All this has much in common with work by Siemens on motors for manned electric aircraft, both pure electric and hybrid, with the two key objectives of improving power to weight ratio and simplifying or eliminating transmission. Siemens researchers have developed a 50kg electric motor for aircraft that delivers a continuous 260kW - five times more than comparable drive systems.

To implement the record-breaking motor, Siemens' experts scrutinised all the components of previous motors and optimised them up to their technical limits. New simulation techniques and sophisticated lightweight construction enabled the drive system to achieve a unique weight-to-performance ratio of 5kW/kg. Electric motors of comparable strength used in industrial applications deliver less than 1kW/kg. The performance of the drive systems used in electric vehicles is about 2kW/kg.

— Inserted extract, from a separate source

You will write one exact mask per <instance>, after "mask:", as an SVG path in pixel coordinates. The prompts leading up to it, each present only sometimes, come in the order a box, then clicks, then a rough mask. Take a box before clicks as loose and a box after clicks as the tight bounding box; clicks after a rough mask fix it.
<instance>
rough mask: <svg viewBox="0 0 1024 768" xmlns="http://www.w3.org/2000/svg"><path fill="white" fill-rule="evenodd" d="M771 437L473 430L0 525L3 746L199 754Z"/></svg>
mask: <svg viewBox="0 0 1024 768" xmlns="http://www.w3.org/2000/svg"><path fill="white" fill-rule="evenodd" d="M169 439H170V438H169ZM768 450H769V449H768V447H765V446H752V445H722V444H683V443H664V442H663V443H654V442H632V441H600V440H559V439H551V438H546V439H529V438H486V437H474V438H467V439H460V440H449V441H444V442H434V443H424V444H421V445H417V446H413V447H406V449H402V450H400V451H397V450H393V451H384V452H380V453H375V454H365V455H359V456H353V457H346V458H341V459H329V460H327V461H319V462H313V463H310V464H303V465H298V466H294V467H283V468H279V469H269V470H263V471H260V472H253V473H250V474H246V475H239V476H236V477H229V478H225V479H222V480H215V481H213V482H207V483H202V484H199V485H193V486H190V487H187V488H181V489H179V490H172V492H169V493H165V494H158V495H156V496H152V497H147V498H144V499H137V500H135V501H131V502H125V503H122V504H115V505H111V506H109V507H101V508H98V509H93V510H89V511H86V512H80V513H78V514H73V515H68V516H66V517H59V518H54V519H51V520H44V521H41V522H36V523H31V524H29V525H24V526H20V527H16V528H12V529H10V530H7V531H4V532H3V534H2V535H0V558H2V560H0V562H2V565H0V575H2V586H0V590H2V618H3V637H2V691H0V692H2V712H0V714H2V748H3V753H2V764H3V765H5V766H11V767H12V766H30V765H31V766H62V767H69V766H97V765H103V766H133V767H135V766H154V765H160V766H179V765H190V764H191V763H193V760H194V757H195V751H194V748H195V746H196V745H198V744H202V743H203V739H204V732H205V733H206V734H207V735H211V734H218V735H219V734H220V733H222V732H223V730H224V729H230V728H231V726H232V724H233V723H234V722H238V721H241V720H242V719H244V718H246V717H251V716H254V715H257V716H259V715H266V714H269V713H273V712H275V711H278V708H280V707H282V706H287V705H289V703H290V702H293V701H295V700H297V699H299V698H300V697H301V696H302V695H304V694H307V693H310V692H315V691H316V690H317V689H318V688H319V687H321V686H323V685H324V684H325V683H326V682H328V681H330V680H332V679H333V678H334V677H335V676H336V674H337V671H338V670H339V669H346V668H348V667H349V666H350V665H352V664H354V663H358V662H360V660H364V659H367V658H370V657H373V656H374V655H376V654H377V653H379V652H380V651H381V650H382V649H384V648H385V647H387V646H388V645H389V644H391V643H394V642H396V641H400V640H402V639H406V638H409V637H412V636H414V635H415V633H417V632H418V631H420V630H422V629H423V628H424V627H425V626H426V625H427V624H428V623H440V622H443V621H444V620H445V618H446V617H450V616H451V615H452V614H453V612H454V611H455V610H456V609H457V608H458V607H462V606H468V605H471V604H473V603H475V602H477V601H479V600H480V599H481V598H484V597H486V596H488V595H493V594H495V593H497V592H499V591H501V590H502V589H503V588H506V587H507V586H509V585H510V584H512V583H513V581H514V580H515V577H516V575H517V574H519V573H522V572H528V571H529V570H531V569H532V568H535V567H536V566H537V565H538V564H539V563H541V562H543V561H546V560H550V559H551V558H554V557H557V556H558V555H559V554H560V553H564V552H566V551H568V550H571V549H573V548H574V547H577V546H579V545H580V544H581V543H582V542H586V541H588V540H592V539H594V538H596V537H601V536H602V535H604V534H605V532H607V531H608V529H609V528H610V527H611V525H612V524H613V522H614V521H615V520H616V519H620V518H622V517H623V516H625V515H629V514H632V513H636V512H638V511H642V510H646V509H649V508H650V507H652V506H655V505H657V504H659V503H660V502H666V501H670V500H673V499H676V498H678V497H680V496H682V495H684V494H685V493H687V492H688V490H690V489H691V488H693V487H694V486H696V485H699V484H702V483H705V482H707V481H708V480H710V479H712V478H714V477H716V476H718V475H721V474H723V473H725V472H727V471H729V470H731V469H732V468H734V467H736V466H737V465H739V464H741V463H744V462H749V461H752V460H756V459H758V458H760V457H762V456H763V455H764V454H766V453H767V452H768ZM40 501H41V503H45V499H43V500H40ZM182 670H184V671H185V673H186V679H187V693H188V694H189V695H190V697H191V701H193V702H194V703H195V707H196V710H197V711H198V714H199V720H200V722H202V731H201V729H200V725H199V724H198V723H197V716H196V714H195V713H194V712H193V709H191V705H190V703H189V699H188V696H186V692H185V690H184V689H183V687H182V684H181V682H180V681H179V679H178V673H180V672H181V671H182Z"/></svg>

Elegantly, the motor delivers its outstanding performance at only 2,500rpm so it can drive propellers directly, without transmission.

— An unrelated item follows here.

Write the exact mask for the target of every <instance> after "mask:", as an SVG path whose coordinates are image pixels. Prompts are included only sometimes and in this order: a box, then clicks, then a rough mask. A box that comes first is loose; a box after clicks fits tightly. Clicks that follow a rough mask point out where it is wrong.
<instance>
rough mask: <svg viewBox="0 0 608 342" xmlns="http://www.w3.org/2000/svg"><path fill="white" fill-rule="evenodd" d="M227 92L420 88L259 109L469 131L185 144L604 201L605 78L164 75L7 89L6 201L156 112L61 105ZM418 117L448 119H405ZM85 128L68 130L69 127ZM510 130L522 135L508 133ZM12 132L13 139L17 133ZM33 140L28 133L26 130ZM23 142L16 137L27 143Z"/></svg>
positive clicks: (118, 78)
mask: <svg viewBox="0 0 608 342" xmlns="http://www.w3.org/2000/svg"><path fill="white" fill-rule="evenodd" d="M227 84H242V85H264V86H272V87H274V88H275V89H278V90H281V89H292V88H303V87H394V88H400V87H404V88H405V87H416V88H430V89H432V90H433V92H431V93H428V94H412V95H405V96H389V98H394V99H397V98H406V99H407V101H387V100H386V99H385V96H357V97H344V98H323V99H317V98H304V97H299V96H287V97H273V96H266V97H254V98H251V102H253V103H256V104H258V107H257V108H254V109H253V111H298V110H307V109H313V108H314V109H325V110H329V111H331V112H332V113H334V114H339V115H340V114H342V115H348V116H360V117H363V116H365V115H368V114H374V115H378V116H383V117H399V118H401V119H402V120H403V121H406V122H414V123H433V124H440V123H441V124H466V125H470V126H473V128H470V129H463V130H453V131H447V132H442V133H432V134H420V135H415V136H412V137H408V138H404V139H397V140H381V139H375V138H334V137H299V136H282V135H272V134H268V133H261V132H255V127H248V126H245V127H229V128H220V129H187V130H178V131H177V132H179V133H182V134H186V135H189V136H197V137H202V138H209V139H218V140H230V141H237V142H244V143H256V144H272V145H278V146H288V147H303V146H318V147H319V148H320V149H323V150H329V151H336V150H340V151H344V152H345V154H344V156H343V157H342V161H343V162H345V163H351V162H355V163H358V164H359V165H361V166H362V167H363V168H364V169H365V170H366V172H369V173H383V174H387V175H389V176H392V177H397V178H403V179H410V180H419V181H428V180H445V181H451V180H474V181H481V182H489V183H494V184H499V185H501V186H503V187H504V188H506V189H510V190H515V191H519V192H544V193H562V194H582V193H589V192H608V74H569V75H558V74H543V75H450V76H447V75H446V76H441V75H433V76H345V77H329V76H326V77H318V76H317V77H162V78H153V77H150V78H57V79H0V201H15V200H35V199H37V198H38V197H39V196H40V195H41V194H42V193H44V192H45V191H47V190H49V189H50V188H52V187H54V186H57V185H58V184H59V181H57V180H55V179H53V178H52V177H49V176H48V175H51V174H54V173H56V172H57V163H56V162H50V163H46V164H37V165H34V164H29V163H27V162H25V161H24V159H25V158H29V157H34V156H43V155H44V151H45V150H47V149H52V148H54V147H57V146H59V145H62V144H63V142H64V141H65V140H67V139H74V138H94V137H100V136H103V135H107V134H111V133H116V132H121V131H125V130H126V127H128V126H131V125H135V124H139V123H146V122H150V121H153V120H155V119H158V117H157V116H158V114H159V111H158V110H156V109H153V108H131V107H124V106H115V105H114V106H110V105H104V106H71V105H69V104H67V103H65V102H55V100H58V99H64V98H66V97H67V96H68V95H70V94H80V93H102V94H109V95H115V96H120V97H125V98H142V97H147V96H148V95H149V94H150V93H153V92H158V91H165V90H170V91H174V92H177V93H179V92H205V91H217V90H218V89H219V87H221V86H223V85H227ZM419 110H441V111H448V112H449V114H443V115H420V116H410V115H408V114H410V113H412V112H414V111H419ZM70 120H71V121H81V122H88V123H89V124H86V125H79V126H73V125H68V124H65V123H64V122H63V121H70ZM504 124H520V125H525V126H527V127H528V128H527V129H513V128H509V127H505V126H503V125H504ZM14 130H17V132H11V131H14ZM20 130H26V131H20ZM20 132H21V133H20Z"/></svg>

"This innovation will make it possible to build series hybrid-electric aircraft with four or more seats," said Frank Anton, Head of eAircraft, Siemens. "We're convinced that the use of hybrid-electric drives in regional airliners with 50 to 100 passengers is a real medium-term possibility."  The motor will begin flight-testing before the end of 2015. In the next step, the Siemens researchers will boost output further.

In 2013, Siemens, Airbus and Diamond Aircraft successfully flight-tested a series hybrid-electric drive in a DA36 E-Star 2 motor glider for the first time. The test aircraft had a power output of 60kW.